Cooking: A new kind of fast food
Even if you’re a certified chaos-coping, time-challenged clock jock, multitasking your way through a day that’s way too short on hours, you do have time to cook. Take it from Mark Bittman, the master food writer and cookbook author who’s become one of our prime public foodie intellectuals. His latest, How to Cook Everything Fast, is not his best-selling How to Cook Everything on steroids; it’s a recipe-laden (2,000 all new) roadmap that follows the real-time rhythm of the kitchen with shortcuts galore and strategies that seamlessly merge prep and cooking, yielding maximum taste from real ingredients in minimum time. The skills you need for this revved-up ride are built into the recipes, and almost all of them (including salads, sandwiches, grains, veggies, beans and tofu) can be one-dish dinners. Each is served with great ideas for variations, substitutions and “simultaneous sides” that easily fit into your cooking choreography—Provençal Chicken with Red Wine and Rosemary Quinoa, Warm Tabbouleh with Mussels with Crisp Seasoned Pita. It’s the best Bittman yet!
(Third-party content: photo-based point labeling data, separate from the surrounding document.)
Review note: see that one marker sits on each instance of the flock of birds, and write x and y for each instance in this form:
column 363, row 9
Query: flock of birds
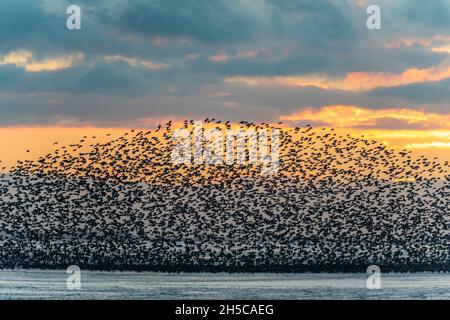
column 336, row 203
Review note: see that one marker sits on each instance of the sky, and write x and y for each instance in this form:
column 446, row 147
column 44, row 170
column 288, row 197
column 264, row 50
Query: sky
column 136, row 63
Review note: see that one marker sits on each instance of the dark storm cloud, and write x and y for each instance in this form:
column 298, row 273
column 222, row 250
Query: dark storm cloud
column 292, row 38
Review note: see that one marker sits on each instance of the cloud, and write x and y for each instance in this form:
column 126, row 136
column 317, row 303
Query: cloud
column 24, row 59
column 428, row 145
column 354, row 117
column 138, row 62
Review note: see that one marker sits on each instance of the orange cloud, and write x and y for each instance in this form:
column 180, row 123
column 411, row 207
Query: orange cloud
column 138, row 62
column 25, row 59
column 352, row 116
column 425, row 42
column 222, row 57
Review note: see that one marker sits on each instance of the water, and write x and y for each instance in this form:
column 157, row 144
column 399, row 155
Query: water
column 45, row 284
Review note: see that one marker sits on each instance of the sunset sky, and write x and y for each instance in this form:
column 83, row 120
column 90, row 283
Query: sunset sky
column 137, row 63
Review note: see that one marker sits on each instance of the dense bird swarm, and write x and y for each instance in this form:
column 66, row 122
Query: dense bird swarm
column 337, row 203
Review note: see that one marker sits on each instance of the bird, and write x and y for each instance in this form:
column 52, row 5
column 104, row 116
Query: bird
column 335, row 203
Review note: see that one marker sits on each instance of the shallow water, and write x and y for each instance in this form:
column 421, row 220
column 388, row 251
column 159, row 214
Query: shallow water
column 46, row 284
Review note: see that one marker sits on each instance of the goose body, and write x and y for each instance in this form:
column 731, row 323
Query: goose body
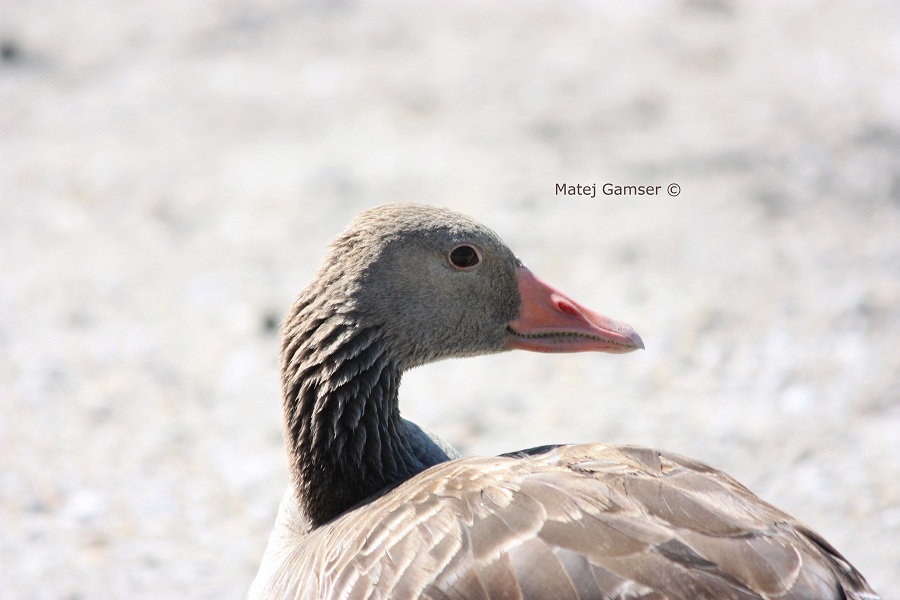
column 380, row 508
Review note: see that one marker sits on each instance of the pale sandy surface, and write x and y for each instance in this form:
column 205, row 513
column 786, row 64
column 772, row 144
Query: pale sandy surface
column 171, row 172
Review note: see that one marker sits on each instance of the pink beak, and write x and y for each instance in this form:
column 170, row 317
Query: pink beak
column 550, row 321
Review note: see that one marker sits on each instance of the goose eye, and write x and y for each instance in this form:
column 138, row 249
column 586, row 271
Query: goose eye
column 465, row 257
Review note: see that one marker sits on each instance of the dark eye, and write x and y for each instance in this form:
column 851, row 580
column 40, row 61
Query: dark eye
column 465, row 256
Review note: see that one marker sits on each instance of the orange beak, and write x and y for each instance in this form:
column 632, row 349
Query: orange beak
column 550, row 321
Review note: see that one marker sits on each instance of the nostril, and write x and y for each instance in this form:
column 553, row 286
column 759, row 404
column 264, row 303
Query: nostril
column 563, row 305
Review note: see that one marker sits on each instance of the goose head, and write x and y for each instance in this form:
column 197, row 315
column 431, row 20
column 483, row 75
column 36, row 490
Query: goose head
column 439, row 284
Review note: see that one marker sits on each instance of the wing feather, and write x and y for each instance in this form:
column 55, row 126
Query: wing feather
column 578, row 522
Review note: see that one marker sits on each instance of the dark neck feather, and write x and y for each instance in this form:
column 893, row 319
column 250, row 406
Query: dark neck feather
column 344, row 435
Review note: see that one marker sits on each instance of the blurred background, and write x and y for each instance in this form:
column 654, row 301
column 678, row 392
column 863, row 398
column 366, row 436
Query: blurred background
column 170, row 174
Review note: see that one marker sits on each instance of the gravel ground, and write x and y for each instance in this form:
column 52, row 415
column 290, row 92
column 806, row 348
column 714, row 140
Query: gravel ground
column 171, row 173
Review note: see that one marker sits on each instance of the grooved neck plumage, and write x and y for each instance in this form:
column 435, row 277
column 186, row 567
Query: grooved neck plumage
column 346, row 440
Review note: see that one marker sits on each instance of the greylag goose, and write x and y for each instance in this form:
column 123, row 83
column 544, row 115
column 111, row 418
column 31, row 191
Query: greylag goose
column 378, row 507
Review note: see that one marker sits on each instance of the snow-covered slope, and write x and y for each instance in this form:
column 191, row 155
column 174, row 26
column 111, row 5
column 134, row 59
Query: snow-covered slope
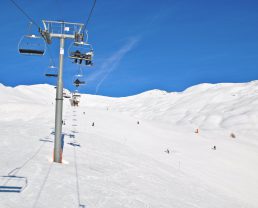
column 119, row 163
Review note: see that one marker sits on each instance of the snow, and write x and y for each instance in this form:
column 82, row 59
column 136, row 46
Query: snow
column 118, row 163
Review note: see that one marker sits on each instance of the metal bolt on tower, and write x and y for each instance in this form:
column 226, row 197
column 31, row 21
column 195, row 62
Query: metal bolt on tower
column 61, row 30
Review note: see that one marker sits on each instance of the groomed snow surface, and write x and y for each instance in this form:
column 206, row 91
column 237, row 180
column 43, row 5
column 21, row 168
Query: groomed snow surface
column 118, row 163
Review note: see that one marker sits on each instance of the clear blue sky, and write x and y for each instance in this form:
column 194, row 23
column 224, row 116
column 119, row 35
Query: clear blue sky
column 141, row 45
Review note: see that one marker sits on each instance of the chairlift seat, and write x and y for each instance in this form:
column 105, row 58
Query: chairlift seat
column 51, row 75
column 31, row 52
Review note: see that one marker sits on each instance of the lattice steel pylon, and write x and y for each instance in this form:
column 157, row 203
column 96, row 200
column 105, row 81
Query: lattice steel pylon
column 61, row 30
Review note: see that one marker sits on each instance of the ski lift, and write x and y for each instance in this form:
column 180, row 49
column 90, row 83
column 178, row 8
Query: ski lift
column 78, row 80
column 66, row 95
column 32, row 44
column 81, row 51
column 51, row 71
column 76, row 94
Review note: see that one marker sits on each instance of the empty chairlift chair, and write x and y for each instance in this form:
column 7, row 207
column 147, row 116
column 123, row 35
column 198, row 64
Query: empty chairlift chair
column 81, row 52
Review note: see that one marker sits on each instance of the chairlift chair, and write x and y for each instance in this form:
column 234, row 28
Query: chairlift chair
column 51, row 71
column 32, row 44
column 81, row 51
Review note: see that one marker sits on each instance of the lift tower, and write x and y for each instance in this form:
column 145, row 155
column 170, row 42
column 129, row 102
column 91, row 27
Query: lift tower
column 61, row 30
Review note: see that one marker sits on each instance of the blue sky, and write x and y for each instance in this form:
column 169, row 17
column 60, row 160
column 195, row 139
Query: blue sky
column 141, row 45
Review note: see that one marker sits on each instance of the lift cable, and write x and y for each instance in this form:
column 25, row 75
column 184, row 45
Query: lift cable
column 90, row 14
column 25, row 14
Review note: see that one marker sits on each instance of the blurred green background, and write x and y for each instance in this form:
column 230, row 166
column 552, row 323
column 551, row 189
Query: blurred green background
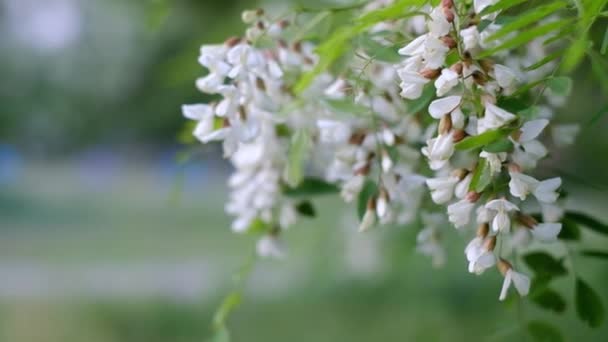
column 105, row 237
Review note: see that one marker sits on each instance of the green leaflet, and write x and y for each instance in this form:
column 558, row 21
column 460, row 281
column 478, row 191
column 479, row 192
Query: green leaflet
column 482, row 140
column 526, row 37
column 340, row 41
column 501, row 6
column 588, row 304
column 527, row 18
column 311, row 187
column 544, row 332
column 298, row 150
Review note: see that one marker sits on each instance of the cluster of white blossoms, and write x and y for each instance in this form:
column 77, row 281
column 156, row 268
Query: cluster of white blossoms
column 367, row 132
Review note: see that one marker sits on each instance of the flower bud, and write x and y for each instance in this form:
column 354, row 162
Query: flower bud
column 445, row 124
column 527, row 220
column 490, row 243
column 472, row 196
column 430, row 73
column 458, row 135
column 483, row 230
column 503, row 266
column 457, row 68
column 449, row 41
column 460, row 173
column 232, row 41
Dana Cowin has been editor-in-chief of Food & Wine for 20 years, but her dirty little secret is just surfacing. Though she knows all about eating great food and talking to the best chefs in the world, Dana wasn’t comfortable cooking in her own kitchen and admits to messing up every kind of dish. In a moment of bravery, she decided to face her kitchen inadequacies, fess up and get help. And what help she got—David Chang, Suzanne Goin, José Andrés, Tom Colicchio and Jacques Pépin, to name just a few! Cowin includes more than 100 recipes, from starters to desserts, each prefaced by her experiences, good and bad, in Mastering My Mistakes in the Kitchen. All of the 65 renowned chefs who came to the aid of this damsel in culinary distress have added their own “chef tips” and ideas about ingredients, equipment, quick fixes, checking for doneness, reheating and more, to make you a happier and better home cook. So, do a Dana, pay attention and learn from your mistakes.
TOP PICK IN COOKBOOKS
A new wave of Ottolenghi fever (and fervor) is about to hit and, thank goodness, there’s no cure. I suggest that you simply give in to it, replenish your spice pantry, gather your vegetables, grains and legumes and celebrate big-time. Plenty More is Yotam Ottolenghi’s second ode to vegetarian cooking, this time with the emphasis on cooking techniques and on elevating ingredients in new ways, expanding their flavor domains and your meat-free repertoire. In 120 recipes and a dozen chapters organized by cooking method, Ottolenghi’s verve and brilliance, seasoned with Middle Eastern magic, are on display again—and, with his deftly detailed instructions, duplicable by ordinary home cooks (you and me). Read the recipes, gaze at the photos, then get into the kitchen and create the sublime, like Saffron, Date and Almond Rice, Taleggio and Spinach Roulade, Crushed Carrots with Harissa and Pistachios or Caramelized Fig, Orange and Feta Salad.